The OC Register’s claim that the GardenWalk deal is favoritism is still doesn’t reconcile with the facts.

Yesterday’s OCR editorial recommends the City Council establish  a uniform policy on TOT rebates to new hotel developments – which is something the City Council did several years ago. The O’Connells are the only hoteliers who have gone the distance under this policy. It’s true that the TOT percentage split is different than the original policy, but that was a change made in the facde of changing market condition. It wasn’t favoritism just because the O’Connells were the only ones still pursuing a luxury hotel development, which was the whole point of the original policy set by the city council. The 80-20 split was denied to other hotel project or negotiated with the O’Connells out of “favoritism;” they were the only developers moving a luxury hotel project forward.

The OC Register’s call for the City Council to “table” the GardenWalk agreement is truly wrong and capricious, and shows a real lack of understanding. The O’Connells have worked with city staff for many, many months and in good faith to work out a mutually beneficial agreement. They have carried and incurred great costs throughout this process. It is very difficult to keep investors and creditors on board through a process that has become has become as unpredictable and politicized as this one. To follow the OCR’s advice and arbitrarily junk the GardenWalk agreement would be unfair and send a message to anyone looking to invest in Anaheim that the city is an unreliable partner.

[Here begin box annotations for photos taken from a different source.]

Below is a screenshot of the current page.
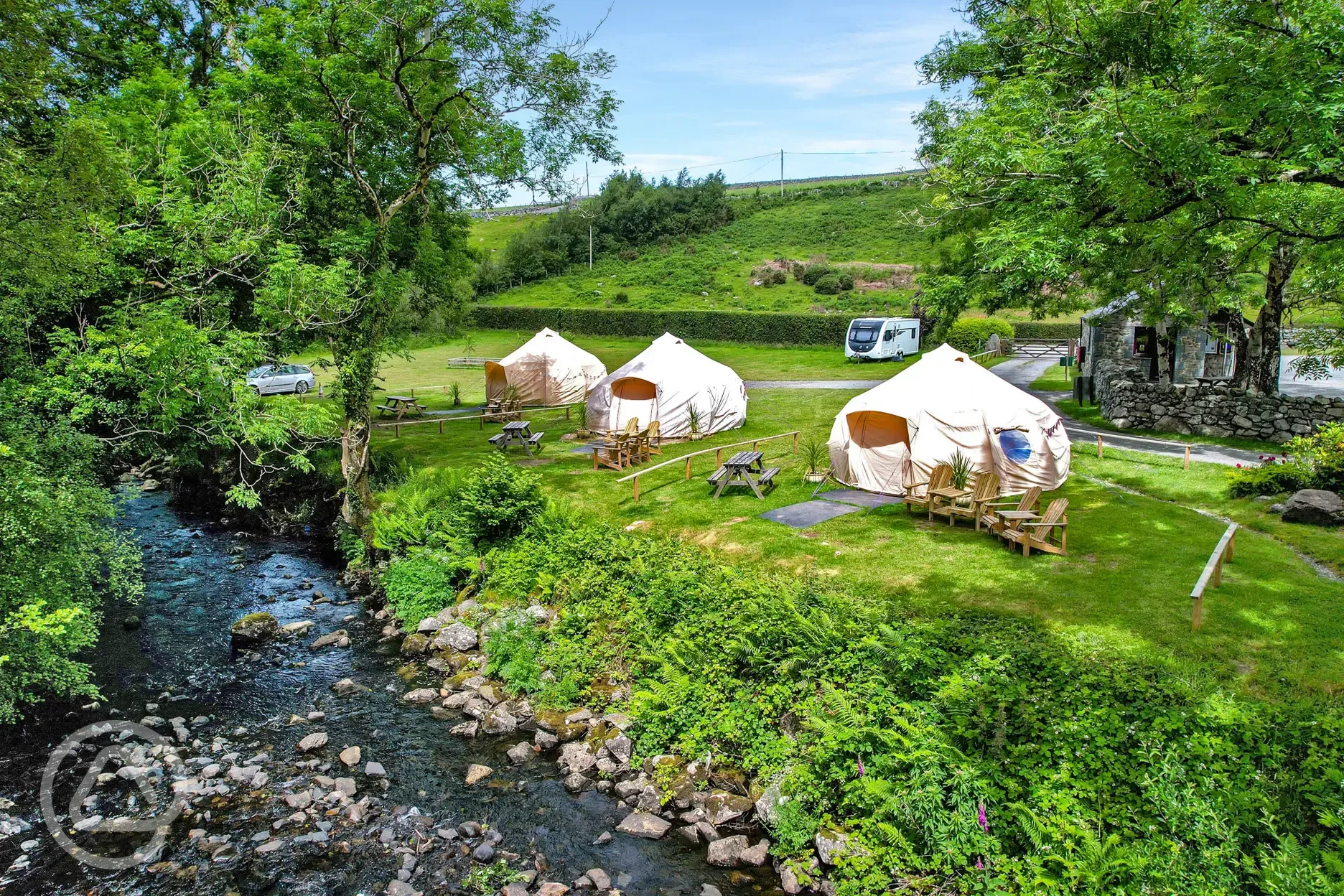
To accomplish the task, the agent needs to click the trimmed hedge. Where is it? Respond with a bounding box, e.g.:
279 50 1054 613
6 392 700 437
472 305 851 345
470 305 1078 345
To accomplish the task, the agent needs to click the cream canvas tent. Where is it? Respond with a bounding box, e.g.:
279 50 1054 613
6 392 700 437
587 333 747 438
485 329 606 406
829 345 1070 495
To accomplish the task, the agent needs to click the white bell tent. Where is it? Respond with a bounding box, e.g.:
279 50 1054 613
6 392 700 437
829 345 1070 495
485 329 606 406
587 333 747 438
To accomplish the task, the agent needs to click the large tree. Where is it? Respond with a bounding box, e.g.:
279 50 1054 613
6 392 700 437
918 0 1344 392
246 0 618 540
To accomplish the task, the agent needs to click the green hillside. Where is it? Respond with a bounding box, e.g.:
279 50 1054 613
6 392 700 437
472 187 934 313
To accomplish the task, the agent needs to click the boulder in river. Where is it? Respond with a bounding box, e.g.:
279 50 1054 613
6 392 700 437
228 612 279 648
615 811 669 846
1284 489 1344 526
434 622 480 650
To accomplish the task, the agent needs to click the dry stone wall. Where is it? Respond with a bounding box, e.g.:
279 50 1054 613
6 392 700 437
1097 379 1344 443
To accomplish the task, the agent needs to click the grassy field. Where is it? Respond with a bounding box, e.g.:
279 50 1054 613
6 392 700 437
289 330 917 407
375 390 1344 694
470 187 934 314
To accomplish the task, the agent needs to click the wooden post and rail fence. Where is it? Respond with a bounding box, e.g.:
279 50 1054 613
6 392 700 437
1190 523 1236 631
617 430 801 501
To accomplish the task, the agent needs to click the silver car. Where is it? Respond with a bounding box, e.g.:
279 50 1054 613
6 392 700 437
247 364 317 395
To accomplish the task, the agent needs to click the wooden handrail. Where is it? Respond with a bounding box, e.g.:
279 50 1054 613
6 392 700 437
615 430 803 501
1190 523 1236 631
373 401 583 438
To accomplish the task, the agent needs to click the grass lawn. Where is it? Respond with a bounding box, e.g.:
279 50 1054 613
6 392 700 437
375 390 1344 694
1053 400 1284 454
289 330 915 407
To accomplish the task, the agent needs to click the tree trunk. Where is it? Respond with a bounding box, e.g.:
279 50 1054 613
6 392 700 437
1235 239 1297 395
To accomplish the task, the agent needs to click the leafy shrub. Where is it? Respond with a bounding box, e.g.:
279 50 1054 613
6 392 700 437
812 274 840 296
453 454 546 544
383 548 470 626
1284 423 1344 493
798 262 837 286
485 612 541 693
948 317 1013 355
1227 458 1307 498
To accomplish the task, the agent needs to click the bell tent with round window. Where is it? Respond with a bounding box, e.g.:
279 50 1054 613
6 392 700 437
485 329 606 406
829 345 1070 495
587 333 747 439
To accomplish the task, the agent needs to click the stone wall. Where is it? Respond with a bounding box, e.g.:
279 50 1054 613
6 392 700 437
1097 378 1344 442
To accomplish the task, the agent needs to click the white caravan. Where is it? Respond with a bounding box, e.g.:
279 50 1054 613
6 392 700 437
844 317 919 361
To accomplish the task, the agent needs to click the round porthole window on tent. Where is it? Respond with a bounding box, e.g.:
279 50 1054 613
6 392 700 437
999 430 1031 464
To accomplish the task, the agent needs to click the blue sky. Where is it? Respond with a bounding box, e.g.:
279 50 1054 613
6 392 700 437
515 0 962 202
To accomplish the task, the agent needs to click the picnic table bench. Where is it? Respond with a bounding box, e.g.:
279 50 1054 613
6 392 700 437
373 395 425 421
709 452 780 498
487 421 546 457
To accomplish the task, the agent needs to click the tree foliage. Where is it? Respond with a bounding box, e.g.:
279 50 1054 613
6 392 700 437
918 0 1344 391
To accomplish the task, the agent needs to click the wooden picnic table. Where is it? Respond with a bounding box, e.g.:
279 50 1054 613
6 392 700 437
376 395 425 421
489 421 546 457
709 452 780 498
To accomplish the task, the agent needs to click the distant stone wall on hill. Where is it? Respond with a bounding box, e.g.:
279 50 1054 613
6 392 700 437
1097 378 1344 443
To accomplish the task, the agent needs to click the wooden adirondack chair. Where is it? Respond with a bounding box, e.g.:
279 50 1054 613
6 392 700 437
929 473 999 526
999 498 1068 557
906 464 951 515
976 485 1040 535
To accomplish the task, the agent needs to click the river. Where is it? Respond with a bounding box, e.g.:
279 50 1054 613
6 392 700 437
0 493 777 896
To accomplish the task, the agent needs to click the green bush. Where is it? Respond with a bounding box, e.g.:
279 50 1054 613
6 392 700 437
383 548 465 626
948 317 1013 355
812 274 840 296
1227 459 1307 498
472 305 849 345
453 454 546 544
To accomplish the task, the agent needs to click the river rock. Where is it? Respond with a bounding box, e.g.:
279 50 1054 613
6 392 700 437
228 612 279 649
402 634 429 654
813 828 849 865
738 839 770 867
1284 489 1344 526
481 708 518 734
308 629 350 650
615 811 666 845
709 834 751 868
299 731 327 752
434 622 481 650
704 790 754 826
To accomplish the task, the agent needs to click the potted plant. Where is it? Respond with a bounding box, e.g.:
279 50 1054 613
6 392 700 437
803 435 831 482
686 404 704 442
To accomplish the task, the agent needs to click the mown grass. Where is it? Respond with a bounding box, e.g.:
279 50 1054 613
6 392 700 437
375 390 1344 694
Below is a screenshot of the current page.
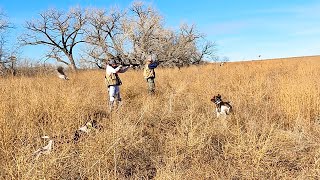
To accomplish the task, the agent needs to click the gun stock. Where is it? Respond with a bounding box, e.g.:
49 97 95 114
121 63 140 67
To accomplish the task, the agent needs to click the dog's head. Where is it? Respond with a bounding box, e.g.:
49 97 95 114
211 94 222 104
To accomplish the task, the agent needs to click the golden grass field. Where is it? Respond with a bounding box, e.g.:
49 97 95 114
0 56 320 180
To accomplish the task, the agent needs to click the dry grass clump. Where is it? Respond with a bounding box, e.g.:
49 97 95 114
0 57 320 179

The persistent errors in the OC Register editorial stance aside, their shift embracing a city-wide policy of TOT rebates as a business development tool is one that is as welcome as it is surprising.

UPDATED: according to a reader, yesterday’s editorial represents a more significant shift than I knew. In 2008, the OC Register blasted the original 50-50 TOT split offered to anyone willing to build a luxury hotel.

Ironically, the OCR is now recommending a more generous version of policy it was denouncing five years ago.

The question is: if the Anaheim City Council follows the OC Register’s advice and adopts a policy applying the specifics of the GardenWalk agreement to all new hotel developments, will it publish an editorial praising the action?